Another problem area is in meeting testing deadlines. Despite Friday's first successful flight of an MX, the overall test program already is six months behind its original schedule.

The 1986 date, when the first 10 MX missiles were to be operational, was set five years ago by President Carter. His plan was to build 200 MXs and hide them among 4,600 shelters in Nevada and Utah.

In 1981, President Reagan scrapped the Carter basing plan and halved the number of MXs to be built, but retained the 1986 operational date for the first missiles.

Last year, when Congress balked at funding initial MX production, the administration argued the money was needed to have the first missiles ready in 1986. When Reagan organized his commission on strategic forces in January, his directives were that he wanted MX built and deployed in such a way that it would become operational by 1986.
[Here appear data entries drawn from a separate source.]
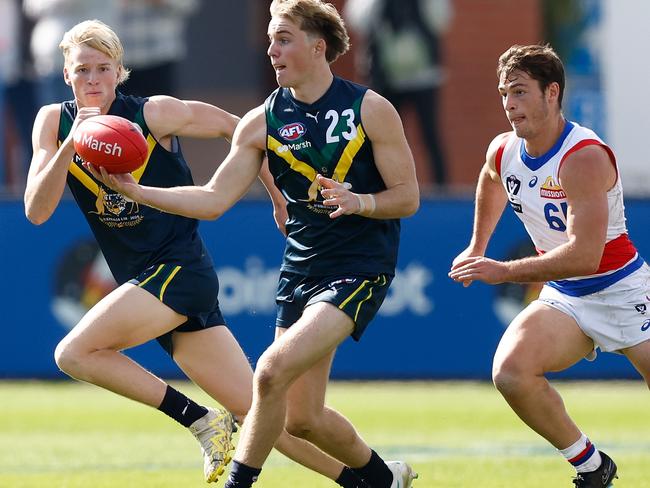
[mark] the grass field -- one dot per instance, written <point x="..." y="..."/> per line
<point x="70" y="435"/>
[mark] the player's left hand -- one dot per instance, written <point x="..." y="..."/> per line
<point x="122" y="183"/>
<point x="338" y="195"/>
<point x="479" y="268"/>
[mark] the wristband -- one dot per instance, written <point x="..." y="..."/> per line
<point x="367" y="204"/>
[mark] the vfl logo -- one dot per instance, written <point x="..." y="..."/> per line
<point x="513" y="186"/>
<point x="88" y="140"/>
<point x="292" y="131"/>
<point x="551" y="190"/>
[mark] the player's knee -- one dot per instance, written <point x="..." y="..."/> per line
<point x="67" y="359"/>
<point x="507" y="375"/>
<point x="301" y="426"/>
<point x="268" y="377"/>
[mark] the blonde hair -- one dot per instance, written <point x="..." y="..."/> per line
<point x="318" y="18"/>
<point x="96" y="35"/>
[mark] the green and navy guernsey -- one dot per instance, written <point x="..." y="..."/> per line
<point x="327" y="138"/>
<point x="135" y="237"/>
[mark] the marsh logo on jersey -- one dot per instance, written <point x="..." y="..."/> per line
<point x="291" y="132"/>
<point x="551" y="190"/>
Last week, the question of the MX initial operating date came up on the Senate floor when supporters of the missile tried to push forward an amendment to allow design work to begin on a key building plan for Warren Air Force Base in Wyoming.
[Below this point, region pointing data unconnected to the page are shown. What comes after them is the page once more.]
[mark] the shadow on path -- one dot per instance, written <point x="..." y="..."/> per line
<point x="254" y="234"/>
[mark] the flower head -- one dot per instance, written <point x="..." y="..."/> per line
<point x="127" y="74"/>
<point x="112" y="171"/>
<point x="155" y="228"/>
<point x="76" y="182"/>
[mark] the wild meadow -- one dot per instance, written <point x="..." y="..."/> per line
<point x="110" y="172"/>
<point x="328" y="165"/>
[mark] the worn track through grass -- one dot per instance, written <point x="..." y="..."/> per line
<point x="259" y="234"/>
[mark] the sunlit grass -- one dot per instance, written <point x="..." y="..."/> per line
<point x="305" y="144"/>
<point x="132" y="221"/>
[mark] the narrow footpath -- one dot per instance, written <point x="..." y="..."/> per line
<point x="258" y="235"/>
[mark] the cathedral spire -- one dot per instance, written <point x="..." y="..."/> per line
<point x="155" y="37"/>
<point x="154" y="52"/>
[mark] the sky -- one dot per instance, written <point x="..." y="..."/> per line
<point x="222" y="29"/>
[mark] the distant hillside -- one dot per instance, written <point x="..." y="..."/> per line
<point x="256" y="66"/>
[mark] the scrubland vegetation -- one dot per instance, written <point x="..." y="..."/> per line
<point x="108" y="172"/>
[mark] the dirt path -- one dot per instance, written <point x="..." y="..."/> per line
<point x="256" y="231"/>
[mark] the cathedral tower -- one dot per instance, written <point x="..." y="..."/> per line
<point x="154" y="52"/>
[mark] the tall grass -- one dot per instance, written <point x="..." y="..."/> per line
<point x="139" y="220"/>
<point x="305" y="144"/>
Because of an amendment passed last year, design for the building in which missiles will be assembled and warheads put in place cannot begin until an environmental impact statement has been completed.

MX supporters tried to get that language changed because, they said, a delay of just three months in designing the building could delay the December, 1986, operational date.

Sen. Carl Levin (D-Mich.) defeated the amendment, arguing, "We should not have an operational date on this MX which is artificial . . . . We are not going to cut corners on the construction of the MX to make an artificial" deadline.

The Air Force, arguing that it would be difficult to meet construction deadlines without immediately starting design, said in a "point paper" offered to Congress that building schedules "have already been compressed to the maximum" and that construction had to begin by August, 1984, to meet the 1986 date.

Concerns about meeting the deployment deadline come as the MX, in its first test, soared to a 4,700-mile maiden flight over the Pacific despite attempts by peace activists to stop the test.

The missile roared aloft over the California coast Friday and 30 minutes later dropped six dummy warheads near Kwajalein Atoll. Air Force officials said the missile performed "exactly" as expected.

Meanwhile, Air Force officials revoked Vandenberg base credentials for reporters of two California news organizations, KFWB radio and the Santa Maria Times, for breaking an Air Force embargo against using the launch story. Publisher Walt Rosebrock of the Times said the launch was common knowledge.